Postwar years[edit]
After Germany's defeat, Salinger signed up for a six-month period of "Denazification" duty in Germany[39] for the Counterintelligence Corps. He lived in Weißenburg and, soon after, married Sylvia Welter. He brought her to the United States in April 1946, but the marriage fell apart after eight months and Sylvia returned to Germany.[40] In 1972, Salinger's daughter Margaret was with him when he received a letter from Sylvia. He looked at the envelope, and, without reading it, tore it apart. It was the first time he had heard from her since the breakup, but as Margaret put it, "when he was finished with a person, he was through with them."[41]
In 1946, Whit Burnett agreed to help Salinger publish a collection of his short stories through Story Press's Lippincott Imprint.[42] The collection, The Young Folks, was to consist of 20 stories—ten, like the title story and "Slight Rebellion off Madison", already in print and ten previously unpublished.[42] Though Burnett implied the book would be published and even negotiated Salinger a $1,000 advance, Lippincott overruled Burnett and rejected the book.[42] Salinger blamed Burnett for the book's failure to see print, and the two became estranged.[43]
By the late 1940s, Salinger had become an avid follower of Zen Buddhism, to the point that he "gave reading lists on the subject to his dates"[2] and arranged a meeting with Buddhist scholar D. T. Suzuki.[citation needed]
In 1947, Salinger submitted a short story, "The Bananafish", to The New Yorker. William Maxwell, the magazine's fiction editor, was impressed enough with "the singular quality of the story" that the magazine asked Salinger to continue revising it. He spent a year reworking it with New Yorker editors and the magazine published it, now titled "A Perfect Day for Bananafish", in the January 31, 1948, issue. The magazine thereon offered Salinger a "first-look" contract that allowed it right of first refusal on any future stories.[44] The critical acclaim accorded "Bananafish" coupled with problems Salinger had with stories being altered by the "slicks" led him to publish almost exclusively in The New Yorker.[45] "Bananafish" was also the first of Salinger's published stories to feature the Glasses, a fictional family consisting of two retired vaudeville performers and their seven precocious children: Seymour, Buddy, Boo Boo, Walt, Waker, Zooey, and Franny.[46] Salinger published seven stories about the Glasses, developing a detailed family history and focusing particularly on Seymour, the brilliant but troubled eldest child.[46]

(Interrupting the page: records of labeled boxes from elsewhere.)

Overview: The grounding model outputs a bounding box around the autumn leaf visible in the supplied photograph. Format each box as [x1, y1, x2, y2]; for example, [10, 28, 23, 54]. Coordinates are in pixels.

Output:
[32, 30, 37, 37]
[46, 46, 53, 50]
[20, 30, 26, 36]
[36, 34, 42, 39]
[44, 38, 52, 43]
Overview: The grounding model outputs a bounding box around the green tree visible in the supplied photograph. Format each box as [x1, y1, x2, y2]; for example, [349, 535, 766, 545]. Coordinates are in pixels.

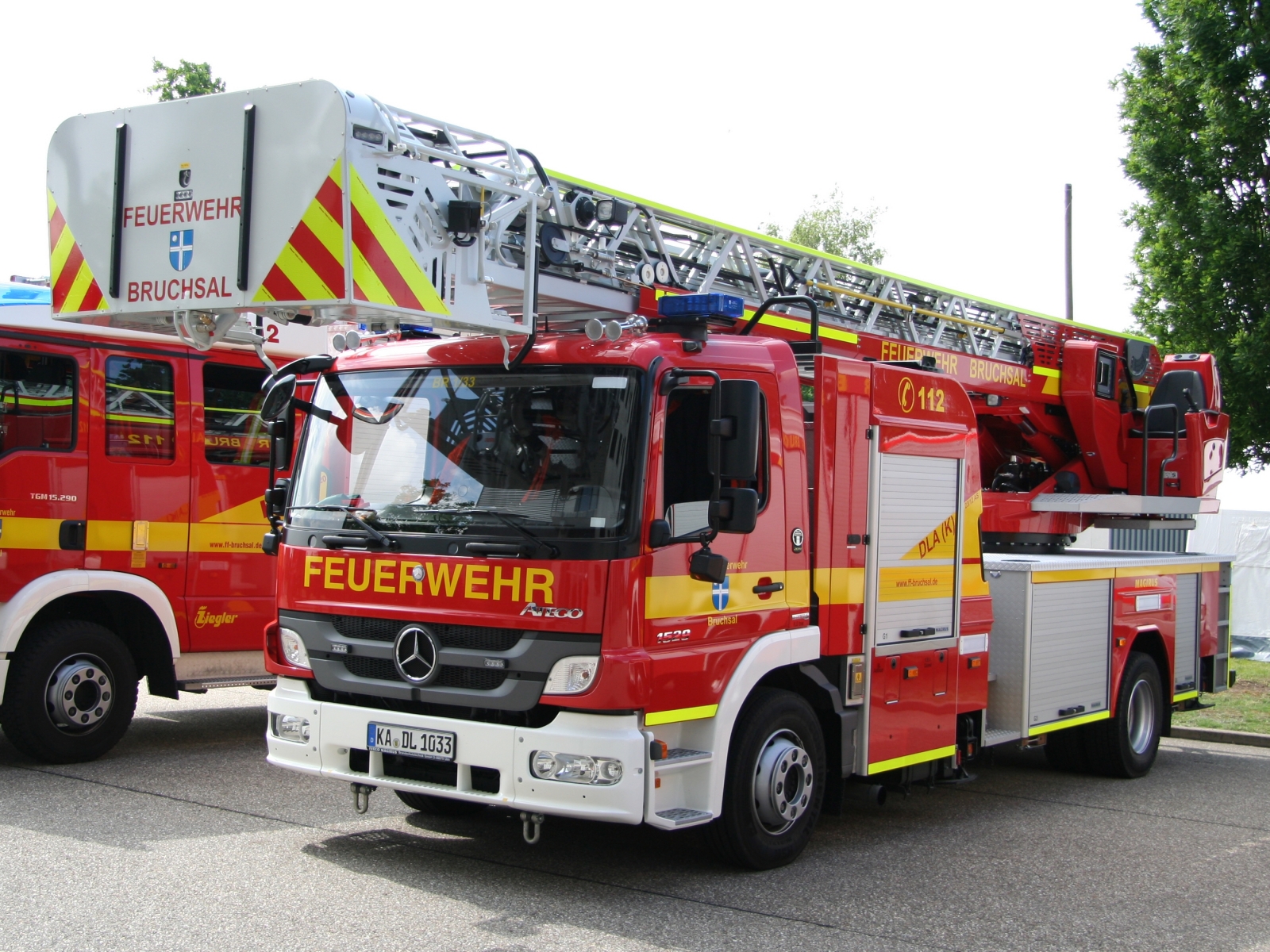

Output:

In the early 1940s, Salinger confided in a letter to Burnett that he was eager to sell the film rights to some of his stories to achieve financial security.[47] According to Ian Hamilton, Salinger was disappointed when "rumblings from Hollywood" over his 1943 short story "The Varioni Brothers" came to nothing. Therefore, he immediately agreed when, in mid-1948, independent film producer Samuel Goldwyn offered to buy the film rights to his short story "Uncle Wiggily in Connecticut."[47] Though Salinger sold the story with the hope—in the words of his agent Dorothy Olding—that it "would make a good movie",[48] critics lambasted the film upon its release in 1949.[49] Renamed My Foolish Heart and starring Dana Andrews and Susan Hayward, the film departed to such an extent from Salinger's story that Goldwyn biographer A. Scott Berg called it a "bastardization."[49] As a result of this experience, Salinger never again permitted film adaptations of his work.[50] When Brigitte Bardot wanted to buy the rights to "A Perfect Day for Bananafish", Salinger refused, but told his friend Lillian Ross, longtime staff writer for The New Yorker, "She's a cute, talented, lost enfante, and I'm tempted to accommodate her, pour le sport."[51]